Hyderabad, Oct 12: Indian pharmaceutical giants Dr Reddy’s Laboratories and Zydus Lifesciences have recalled batches of their products from the US market due to manufacturing concerns, the US Food and Drug Administration (USFDA) said in its latest Enforcement Report.

Princeton-based Dr Reddy’s Laboratories Inc., an American subsidiary of the Hyderabad-headquartered company, has recalled 571 vials of Succinylcholine Chloride Injection, a muscle relaxant, following “Out-of-Specification results” detected during six-month stability testing. The nationwide Class II recall began on September 26.

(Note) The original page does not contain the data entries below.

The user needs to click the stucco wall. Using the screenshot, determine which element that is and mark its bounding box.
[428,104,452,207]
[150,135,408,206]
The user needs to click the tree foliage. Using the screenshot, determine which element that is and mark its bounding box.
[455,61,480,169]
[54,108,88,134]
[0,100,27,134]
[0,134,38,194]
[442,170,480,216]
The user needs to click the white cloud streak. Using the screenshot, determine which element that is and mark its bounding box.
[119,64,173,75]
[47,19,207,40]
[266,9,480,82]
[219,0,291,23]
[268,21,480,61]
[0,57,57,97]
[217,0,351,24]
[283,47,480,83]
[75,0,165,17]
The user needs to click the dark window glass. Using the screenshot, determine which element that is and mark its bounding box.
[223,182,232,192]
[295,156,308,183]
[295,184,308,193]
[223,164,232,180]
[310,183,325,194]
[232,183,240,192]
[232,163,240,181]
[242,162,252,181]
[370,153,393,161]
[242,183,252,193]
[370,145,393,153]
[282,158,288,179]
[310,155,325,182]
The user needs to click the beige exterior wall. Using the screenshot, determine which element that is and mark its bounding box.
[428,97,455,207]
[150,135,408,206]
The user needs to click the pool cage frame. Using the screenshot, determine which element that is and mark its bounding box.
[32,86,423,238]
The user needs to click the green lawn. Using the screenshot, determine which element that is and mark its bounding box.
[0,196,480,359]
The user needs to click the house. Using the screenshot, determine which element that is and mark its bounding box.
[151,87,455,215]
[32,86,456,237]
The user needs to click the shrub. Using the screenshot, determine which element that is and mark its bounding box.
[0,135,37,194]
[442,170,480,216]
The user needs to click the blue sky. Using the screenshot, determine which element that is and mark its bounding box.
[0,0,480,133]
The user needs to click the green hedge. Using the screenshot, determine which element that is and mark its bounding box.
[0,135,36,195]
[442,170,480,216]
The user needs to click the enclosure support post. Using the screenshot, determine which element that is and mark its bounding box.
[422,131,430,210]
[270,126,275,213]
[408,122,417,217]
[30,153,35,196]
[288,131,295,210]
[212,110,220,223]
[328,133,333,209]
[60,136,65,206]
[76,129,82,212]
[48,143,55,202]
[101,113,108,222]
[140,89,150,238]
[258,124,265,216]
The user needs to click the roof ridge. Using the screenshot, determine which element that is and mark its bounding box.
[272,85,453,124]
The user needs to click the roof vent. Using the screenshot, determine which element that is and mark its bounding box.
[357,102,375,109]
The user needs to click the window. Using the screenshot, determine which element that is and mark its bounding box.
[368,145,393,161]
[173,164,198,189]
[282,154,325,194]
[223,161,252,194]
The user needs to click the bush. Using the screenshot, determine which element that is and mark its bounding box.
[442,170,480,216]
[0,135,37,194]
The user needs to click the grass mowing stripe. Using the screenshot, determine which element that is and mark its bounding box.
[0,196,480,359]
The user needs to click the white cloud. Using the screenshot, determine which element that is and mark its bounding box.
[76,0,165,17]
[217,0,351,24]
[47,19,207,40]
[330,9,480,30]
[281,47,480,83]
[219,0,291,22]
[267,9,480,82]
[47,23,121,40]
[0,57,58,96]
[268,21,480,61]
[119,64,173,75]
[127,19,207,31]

Similarly, Zydus Pharmaceuticals (USA) Inc., a New Jersey-based arm of Zydus Lifesciences, initiated a Class II recall of over 1,500 bottles of Entecavir tablets—an antiviral drug used to treat chronic hepatitis B. The recall, launched on September 24, involves 912 bottles of the 0.5 mg strength and 600 bottles of the 1 mg strength due to “failed impurity/degradation specifications.”

According to the USFDA, a Class II recall is issued when the use of or exposure to a product may cause temporary or medically reversible health effects, with minimal risk of serious health consequences.

India continues to lead globally in the number of USFDA-approved pharmaceutical manufacturing facilities outside the United States.